- Born: 1938 (age 86–87)
- Genres: Rockabilly; country;
- Years active: 1958–present

= Jesse Lee Turner =

Jesse Lee Turner (born 1938) is a former American singer. He recorded songs for several labels in the late 1950s, including the one-hit wonder "Little Space Girl".

Turner was born in Addicks, Texas, United States, and graduated from high school in Boling, Texas. His first recording was the single "Teenage Misery" for Fraternity Records. In 1958, he released the single "Little Space Girl" b/w "Shake Baby Shake" on Carlton Records; the tune hit No. 20 on the Billboard Hot 100 and was No. 5 for 2 weeks on Canada's CHUM Chart in 1959. The follow-up "Thinkin'" failed to chart, and Turner switched to Top Rank Records to release "Do I Worry", which also sold poorly. Moving to Sudden Records, he wrote and issued "The Elopers" to no success; GNP Records also released "Ballad of Billy Sol Estes" and a second single.

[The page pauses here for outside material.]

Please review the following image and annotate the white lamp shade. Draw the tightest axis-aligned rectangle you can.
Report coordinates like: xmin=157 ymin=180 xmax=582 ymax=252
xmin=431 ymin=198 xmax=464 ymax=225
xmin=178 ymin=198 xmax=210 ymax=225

In 1978, Turner produced, wrote, and starred in the Smokey and the Bandit-inspired comedy western, Smokey and the Good Time Outlaws. Turner composed and performed several songs in the film, which was initially released to drive-ins as J.D and the Salt Flat Kid; his co-star was mainstay exploitation film actor, Dennis Fimple and country music star, Dianne Sherrill.

Turner's output comprises 15 known songs; most of which have been reissued on the CD, Shake, Baby, Shake. He currently lives in Texas.